Combined therapy of fluconazole plus flucytosine
The EFFECT trial aims to compare the efficacy of an oral combination of fluconazole plus flucytosine with fluconazole alone (the current recommended treatment) in reducing all-cause mortality in asymptomatic CrAg-positive patients in Tanzania and South Africa. There is now compelling evidence from the recently completed ACTA trial showing that combined treatment of fluconazole plus flucytosine for 2 weeks is well-tolerated and as effective as the standard of 2 weeks of intravenous amphotericin B plus flucytosine for in-patients with symptomatic CM. Mortality was almost halved compared to historic cohorts treated with fluconazole alone. Although the ACTA trial results cannot be directly generalised to CrAg-positive patients without symptomatic meningitis, flucytosine plus fluconazole could also be effective in reducing mortality associated with asymptomatic CrAg-positive patients. And importantly, this oral combination could be given to outpatients without any need for hospitalisation.
Impact
The impact of a combined treatment for CrAg-positive patients identified through screening has not yet been tested and robust clinical trial data are urgently needed to inform policy and practice. Demonstrating the effectiveness of the addition of flucytosine to the fluconazole treatment currently in use could have an important global impact on the reduction of AHD mortality as has been seen for CM inpatients.
Trial design
The trial is an open label phase III randomised controlled trial embedded in routine screening programmes in South Africa and Tanzania comparing 2 weeks of combined treatment of fluconazole plus flucytosine to fluconazole alone (the current standard of care) for treatment of asymptomatic CrAg-positive individuals with advanced HIV.
Trial Outcome measures
Primary Outcome:
All-cause mortality at 6 months after randomisation
Secondary Outcomes:
- Time to all-cause mortality within first 6 months
- All-cause mortality at 10 weeks
- Time to all-cause mortality within first 10 weeks
- CM-free survival to 6-months
- Incidence rate of symptomatic CM over 6 months
- Tolerability and safety: Proportions of participants developing clinical and laboratory-defined grade III/IV adverse events
- Efficacy outcomes by baseline CrAg titre/ CrAg semi-quantitative (SQ) assay score
- Health service and household costs per life year saved
A number of sub-studies are planned to maximise the utility of the EFFECT trial.

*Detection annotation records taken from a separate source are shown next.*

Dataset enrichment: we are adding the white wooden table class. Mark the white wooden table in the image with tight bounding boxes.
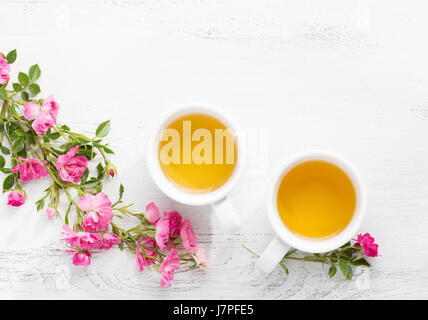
[0,0,428,299]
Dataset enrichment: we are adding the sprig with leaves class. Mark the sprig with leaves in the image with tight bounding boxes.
[0,50,205,286]
[242,233,378,280]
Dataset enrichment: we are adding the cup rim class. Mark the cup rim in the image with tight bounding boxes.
[147,102,245,206]
[267,150,367,253]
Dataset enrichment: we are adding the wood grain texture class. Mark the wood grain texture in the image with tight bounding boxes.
[0,0,428,299]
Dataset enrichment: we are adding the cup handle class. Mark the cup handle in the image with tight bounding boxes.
[212,197,241,234]
[257,236,291,273]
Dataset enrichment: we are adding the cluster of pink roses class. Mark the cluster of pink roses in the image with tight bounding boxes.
[136,202,207,287]
[63,192,121,266]
[8,95,88,209]
[354,233,379,257]
[0,52,10,84]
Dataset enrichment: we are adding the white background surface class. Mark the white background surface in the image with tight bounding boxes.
[0,0,428,299]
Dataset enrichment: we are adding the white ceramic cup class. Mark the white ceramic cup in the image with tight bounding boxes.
[257,151,367,273]
[147,103,245,234]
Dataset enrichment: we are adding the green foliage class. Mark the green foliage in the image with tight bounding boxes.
[95,120,110,138]
[3,174,15,192]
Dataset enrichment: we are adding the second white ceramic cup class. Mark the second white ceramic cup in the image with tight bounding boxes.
[147,103,245,234]
[257,151,367,273]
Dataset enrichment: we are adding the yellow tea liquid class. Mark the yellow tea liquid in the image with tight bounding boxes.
[159,113,237,193]
[277,161,356,238]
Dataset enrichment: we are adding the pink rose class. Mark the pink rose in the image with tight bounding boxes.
[144,202,160,225]
[354,233,379,257]
[24,95,59,134]
[190,246,208,270]
[67,250,92,266]
[98,233,122,250]
[12,157,48,181]
[56,146,88,183]
[159,249,180,288]
[155,217,169,250]
[180,219,196,253]
[0,52,10,84]
[62,225,101,250]
[135,237,157,272]
[78,192,113,232]
[165,211,182,236]
[7,190,25,207]
[46,208,56,219]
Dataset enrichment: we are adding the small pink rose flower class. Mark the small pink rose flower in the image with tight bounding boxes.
[0,52,10,84]
[159,249,180,288]
[354,233,379,257]
[68,250,92,267]
[62,225,101,250]
[180,219,196,253]
[78,192,113,232]
[56,146,88,183]
[12,157,48,181]
[24,95,59,134]
[144,202,160,225]
[7,190,25,207]
[46,208,56,219]
[165,211,183,236]
[98,233,122,250]
[155,217,169,250]
[135,237,157,272]
[190,246,208,270]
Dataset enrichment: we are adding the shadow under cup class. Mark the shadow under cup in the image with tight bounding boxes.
[268,151,366,253]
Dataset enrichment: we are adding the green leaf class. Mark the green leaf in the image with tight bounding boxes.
[97,162,104,180]
[339,261,352,280]
[314,253,328,263]
[0,156,6,168]
[0,145,10,155]
[28,83,40,96]
[3,174,15,192]
[0,87,7,100]
[351,257,370,267]
[18,72,30,87]
[28,64,42,81]
[48,132,61,140]
[95,120,110,138]
[21,91,30,101]
[12,139,25,153]
[328,266,337,278]
[12,82,22,92]
[6,49,17,64]
[36,199,45,211]
[119,184,125,200]
[80,168,89,185]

An economic sub-study comparing societal cost and health benefits in both arms of the trial (Economic sub-studies), a sub-study looking at the efficacy outcomes by CrAg titre/SQ scores will be performed as well as sub-EFFECT and a situational analysis related to barriers in the health care system encountered when retrieving CrAg positive patients. Other sub-studies to be developed include studies on histoplasmosis and emergomycosis testing, qPCR of blood/plasma and CSF, HIV-1 viral load and viral resistance, antiretroviral drug levels, immunogenetics, CSF factors related to host inflammatory response and organism, that might explain the lack of symptoms or signs in subclinical CM and antifungal resistance studies in patients with antigenaemia who develop symptomatic CM while on pre-emptive treatment.
Trial regulation
EFFECT is registered with the ISRCTN Clinical Trials Register (ISRCTN30579828), SAHPRA (20210612), NIMR and relevant local ethics authorities.